Chapter 13. Making the Case For DBRE

Throughout this book, we have attempted to show how the landscape of database engineering has shifted over the years. Within the context of that landscape, we have enumerated the operational and developmental disciplines that the database reliability engineer (DBRE) must be involved with and how to begin to do so. Finally, we attempted to lay out the current ecosystems of storage, replication, datastores, and architectures, or at least a reasonable subset, to broaden your minds and knowledge.

The reason we feel there is a real need for an emphasis on reliability in not just the job title of the DBRE but in everything they do is because the database is a place where risk and chaos simply has no place. A lot of what is now commonplace in our day-to-day work—virtualization, infrastructure as code, containers, serverless computing, and distributed systems—all came about from risk at areas of computing where risk could be tolerated. Now that they are ubiquitous, it is up to the stewards of one of the organization’s most precious resources, the data, to find paths to bring databases into these paradigms.

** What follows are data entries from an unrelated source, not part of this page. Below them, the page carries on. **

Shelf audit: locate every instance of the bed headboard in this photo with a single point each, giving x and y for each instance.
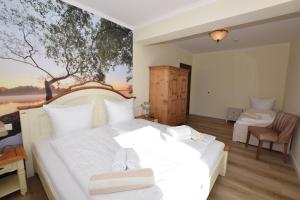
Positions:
(35, 122)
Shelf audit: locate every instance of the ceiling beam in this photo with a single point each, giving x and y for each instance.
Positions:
(220, 14)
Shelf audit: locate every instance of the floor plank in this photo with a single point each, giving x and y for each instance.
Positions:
(246, 178)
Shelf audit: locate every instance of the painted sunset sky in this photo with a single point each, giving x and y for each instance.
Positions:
(14, 74)
(24, 40)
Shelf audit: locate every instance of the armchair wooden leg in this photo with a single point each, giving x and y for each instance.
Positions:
(285, 155)
(248, 138)
(271, 146)
(260, 143)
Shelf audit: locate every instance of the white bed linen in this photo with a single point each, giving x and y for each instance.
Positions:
(66, 189)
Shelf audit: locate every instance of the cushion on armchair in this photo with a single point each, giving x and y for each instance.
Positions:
(263, 133)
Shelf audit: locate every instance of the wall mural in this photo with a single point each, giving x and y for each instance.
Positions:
(48, 45)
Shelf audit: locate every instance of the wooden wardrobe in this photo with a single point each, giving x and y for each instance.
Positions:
(168, 94)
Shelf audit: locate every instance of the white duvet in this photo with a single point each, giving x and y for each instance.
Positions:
(179, 171)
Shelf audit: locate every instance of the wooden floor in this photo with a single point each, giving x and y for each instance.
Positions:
(246, 178)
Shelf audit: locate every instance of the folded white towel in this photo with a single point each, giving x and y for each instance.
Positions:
(180, 132)
(119, 161)
(125, 159)
(121, 181)
(132, 159)
(202, 137)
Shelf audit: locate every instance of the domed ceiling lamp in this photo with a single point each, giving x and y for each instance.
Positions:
(218, 35)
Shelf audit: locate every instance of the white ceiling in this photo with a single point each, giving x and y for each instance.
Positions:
(278, 31)
(137, 13)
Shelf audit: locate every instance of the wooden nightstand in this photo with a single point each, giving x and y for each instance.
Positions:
(12, 159)
(149, 118)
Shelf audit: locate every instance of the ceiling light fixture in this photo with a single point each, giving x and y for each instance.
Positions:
(218, 35)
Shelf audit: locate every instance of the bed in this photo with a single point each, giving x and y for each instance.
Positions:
(52, 169)
(254, 117)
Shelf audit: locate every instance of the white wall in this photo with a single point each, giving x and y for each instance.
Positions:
(230, 77)
(292, 96)
(145, 56)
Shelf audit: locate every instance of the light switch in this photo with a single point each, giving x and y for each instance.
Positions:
(8, 127)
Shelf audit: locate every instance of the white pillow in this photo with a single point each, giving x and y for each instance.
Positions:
(119, 111)
(259, 103)
(66, 119)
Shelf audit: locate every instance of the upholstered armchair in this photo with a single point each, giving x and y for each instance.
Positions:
(280, 131)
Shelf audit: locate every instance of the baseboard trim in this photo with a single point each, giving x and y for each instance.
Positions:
(296, 166)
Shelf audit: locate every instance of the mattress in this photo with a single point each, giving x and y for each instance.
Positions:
(67, 187)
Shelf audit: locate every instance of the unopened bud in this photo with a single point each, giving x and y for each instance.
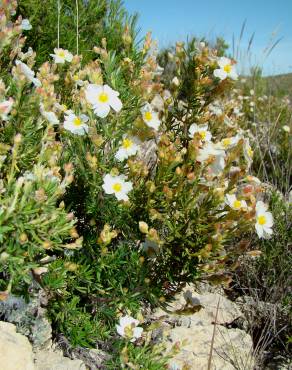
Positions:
(47, 244)
(17, 139)
(143, 227)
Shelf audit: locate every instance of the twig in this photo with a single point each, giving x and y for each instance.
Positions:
(213, 337)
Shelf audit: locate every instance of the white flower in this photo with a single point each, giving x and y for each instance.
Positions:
(151, 248)
(76, 124)
(226, 69)
(129, 147)
(61, 56)
(117, 185)
(49, 116)
(264, 220)
(25, 25)
(286, 128)
(102, 98)
(205, 135)
(29, 74)
(128, 328)
(215, 109)
(237, 112)
(5, 108)
(229, 142)
(150, 117)
(210, 150)
(175, 81)
(234, 203)
(248, 152)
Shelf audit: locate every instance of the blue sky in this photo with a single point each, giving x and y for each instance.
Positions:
(171, 20)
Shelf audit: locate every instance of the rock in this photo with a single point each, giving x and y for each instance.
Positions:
(192, 316)
(15, 349)
(29, 318)
(54, 360)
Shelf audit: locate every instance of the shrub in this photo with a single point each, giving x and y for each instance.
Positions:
(155, 196)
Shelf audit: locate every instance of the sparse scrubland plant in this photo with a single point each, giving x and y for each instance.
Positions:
(118, 186)
(264, 270)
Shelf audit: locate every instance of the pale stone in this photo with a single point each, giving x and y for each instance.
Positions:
(193, 332)
(54, 360)
(15, 349)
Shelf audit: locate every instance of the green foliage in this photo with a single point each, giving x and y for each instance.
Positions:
(96, 20)
(102, 235)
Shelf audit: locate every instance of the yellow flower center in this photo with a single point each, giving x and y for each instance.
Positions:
(117, 187)
(227, 68)
(77, 121)
(237, 204)
(148, 116)
(226, 142)
(103, 97)
(262, 220)
(61, 54)
(129, 331)
(127, 143)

A lot of this work is still aspirational. There is only so much risk that can be tolerated within any organization when data comes into play. Thus, how we introduce these concepts to the rest of the organization, or how we respond to others doing so, becomes an actual discipline and job function for us. It is not enough to have the vision and the intent, we must simultaneously find ways to introduce this vision in such a way to be successful.

In this chapter, we show you how to shepherd a culture of database reliability into your organizations, now and into the future. You will get some ideas on ways to become involved in a wide range of functions within the organization while representing and speaking up for database reliability engineering.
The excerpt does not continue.